A Nebraska Congressman acknowledges the election results surprised him, but adds the signs were there all along.
Congressman Jeff Fortenberry readily says the honest answer to the question of whether the election results surprised him is “Yes.”
Yet, Fortenberry says there were clues to the upset win of Republican Donald Trump, primarily in the fact that the economy is not working for everyone, leading to unrest among the American electorate.
“When a local community loses a manufacturing facility, it hurts real people in real places,” Fortenberry tells Nebraska Radio Network. “Combined with that a regulatory environment in Washington, along with escalating health care costs, have created the conditions in which small businesses (are) really under threat and pressure.”

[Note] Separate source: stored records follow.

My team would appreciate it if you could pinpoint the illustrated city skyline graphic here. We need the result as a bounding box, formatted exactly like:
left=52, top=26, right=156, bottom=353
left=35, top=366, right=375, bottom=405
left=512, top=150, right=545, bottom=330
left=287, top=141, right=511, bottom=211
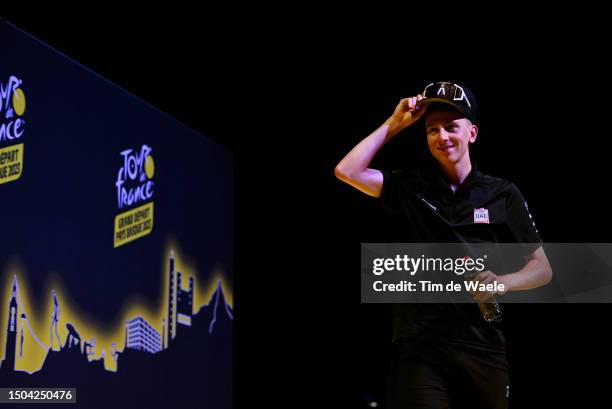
left=0, top=250, right=233, bottom=373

Fortenberry, a Republican, says the national news media missed it, because it already had its narrative that Democrat Hillary Clinton was going to win, a candidate Fortenberry contends never resonated with the American people.
National news outlets and political pundits failed both to predict Trump would win or that Republicans would retain control of both houses of Congress.
Fortenberry suggests it was that misreading of the economy that led to the incorrect assessment. Not only did few in Washington understand the angst among those who saw hometown factories shuttered, but few have been quick to notice what the Congressman calls “entrepreneurial winter.” Fortenberry says the country has never before seen more small businesses close than open.
Other trouble spots led to a surprising election outcome, according to Fortenberry, including what he calls a foreign policy drift. He adds government needs to decentralize, instead of concentrating power in Washington.
One last aspect led to the startling outcomes throughout the country, according to Fortenberry. He also sees Americans screaming for meaning.
“When you lose the formative institutions of community – whether that’s faith life or family life, fortunately in Nebraska we’ve been somewhat immune from the harsher downward trends – but people are feeling they live in a fragmented culture and they want healing from these divides.”